Wednesday, July 12th, 2017
Fed Chair Janet Yellen’s appearance today on Capitol Hill is welcomed by all sorts of market participants — not the least of whom are President Trump and his immediate family: Ms. Yellen’s discussion of interest rates and a normalized balance sheet should knock Donald Trump Jr’s problems (regarding his interest in colluding with the Russian government to help his dad win last year’s presidential election) off the front headlines, at least temporarily.
Yellen’s testimony begins at 10am ET, after the opening bell, but her prepared statement has already been released. In it, she pointed to a shrinking balance sheet, “appreciably smaller than the current $4 trillion” currently on the books, but still more than prior to the Great Recession. The Fed Chair said she will be carefully monitoring inflation metrics, one of the main variables the Federal Open Market Committee (FOMC) will take into consideration. She mentioned inflation and fiscal policy as being two questions she still has when considering her economic outlook.
Further, Yellen was careful to spell out that she drew no direct correlation between normalizing the Treasury balance — essentially by stopping the reinvestment of mature bonds back into the Treasury, which had helped ease conditions as the U.S. fought its way through the economic hardships that befell the country starting late 2008 — with raising interest rates further. While analysts view the FOMC meeting on September 20 as the time normalization will commence, the possibility of the FOMC raising interest rates another 25 basis points at that time is considered much less likely ahead of Yellen’s Q&A with members of Congress.

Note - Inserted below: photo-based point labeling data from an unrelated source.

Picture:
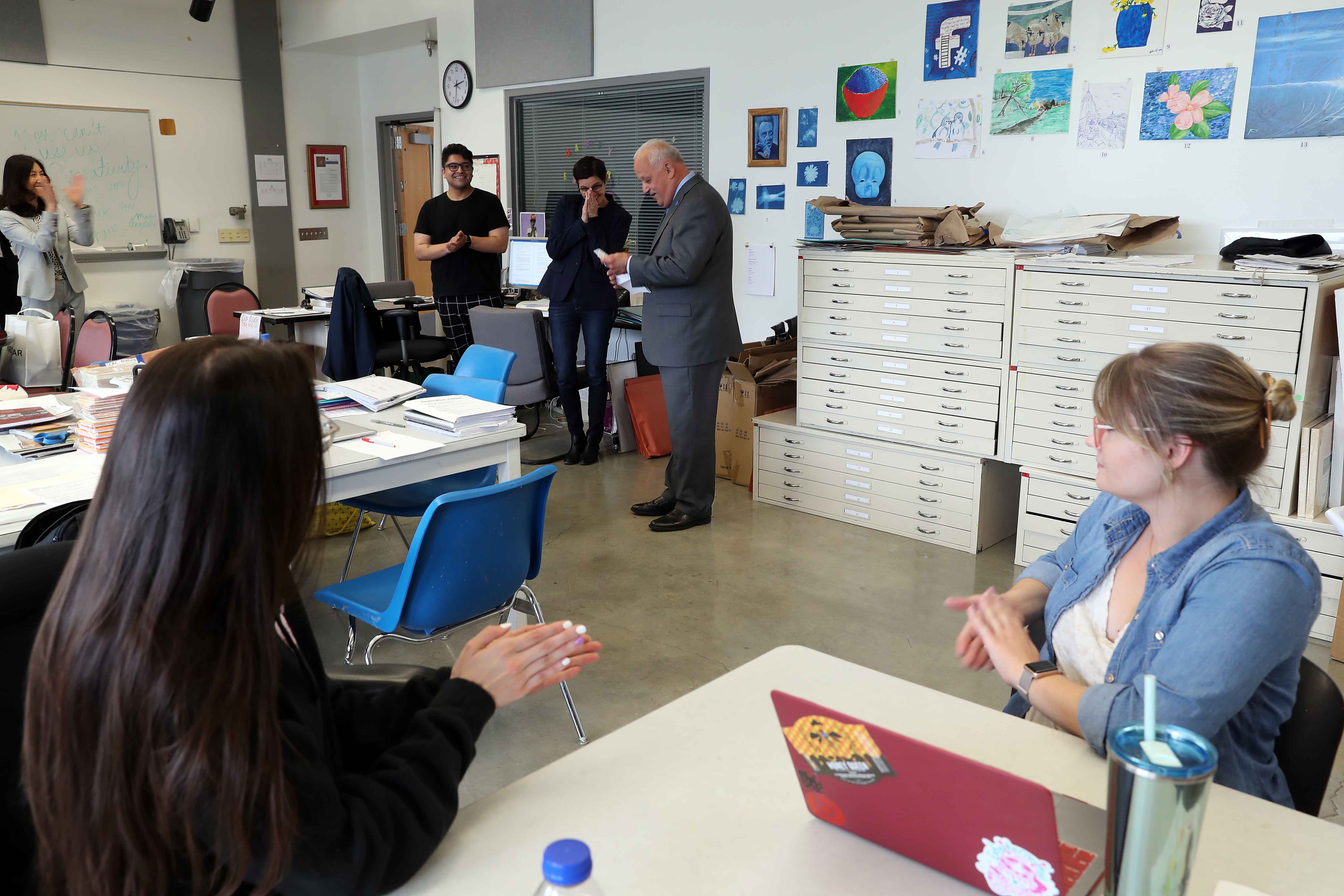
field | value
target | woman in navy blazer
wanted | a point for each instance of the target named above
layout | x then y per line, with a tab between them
583	297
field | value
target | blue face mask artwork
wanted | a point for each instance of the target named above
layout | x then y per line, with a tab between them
869	170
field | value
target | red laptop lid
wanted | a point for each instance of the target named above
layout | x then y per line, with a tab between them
980	825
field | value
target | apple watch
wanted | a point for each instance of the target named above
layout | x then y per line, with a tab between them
1033	671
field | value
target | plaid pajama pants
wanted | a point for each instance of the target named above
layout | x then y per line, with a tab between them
458	326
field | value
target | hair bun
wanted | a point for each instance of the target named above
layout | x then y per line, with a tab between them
1280	397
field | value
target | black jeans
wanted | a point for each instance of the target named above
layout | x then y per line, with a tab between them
596	323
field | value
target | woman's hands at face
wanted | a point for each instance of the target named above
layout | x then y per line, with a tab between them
511	664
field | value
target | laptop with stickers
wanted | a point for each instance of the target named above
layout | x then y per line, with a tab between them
987	828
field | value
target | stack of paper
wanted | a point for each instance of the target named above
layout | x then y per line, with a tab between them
374	393
99	412
458	414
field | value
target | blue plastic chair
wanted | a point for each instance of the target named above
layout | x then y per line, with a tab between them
470	561
486	363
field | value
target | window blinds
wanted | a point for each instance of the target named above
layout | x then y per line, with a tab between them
608	123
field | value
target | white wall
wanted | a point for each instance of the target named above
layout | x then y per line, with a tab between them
140	54
785	54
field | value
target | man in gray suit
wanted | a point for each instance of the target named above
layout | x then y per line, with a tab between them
690	326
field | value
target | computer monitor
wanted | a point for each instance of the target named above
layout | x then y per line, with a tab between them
527	261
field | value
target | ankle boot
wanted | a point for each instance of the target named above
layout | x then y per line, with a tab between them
595	443
576	452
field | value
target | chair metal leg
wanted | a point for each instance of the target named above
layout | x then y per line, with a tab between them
565	688
354	538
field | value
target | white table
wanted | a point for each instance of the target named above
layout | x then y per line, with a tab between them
351	473
700	797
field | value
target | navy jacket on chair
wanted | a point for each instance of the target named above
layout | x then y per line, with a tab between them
576	272
353	339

Right now, analysts look toward December as the third and final rate hike of 2017. Yet Yellen’s testimony today may alter these odds somewhat. There is a veritable cottage industry dedicated to parsing the terminology of the Fed Chair’s comments, and should those involved determine a shift either more hawkish or dovish than previous statements, we may see market activity tack one way or the other today or tomorrow.
Ahead of the bell today, futures are up on the release of Yellen’s prepared remarks. This shows that those commentary parsers are already betting that she will help keep rates lower for longer, and now we see the Dow up roughly 100 points. This is following a Tuesday that saw its early-morning momentum crushed by the Trump Jr email headlines. That the markets were able to claw back to unched overall yesterday was a real feat; can this momentum be regained as the storm clouds of scandal creep over the nation’s capital?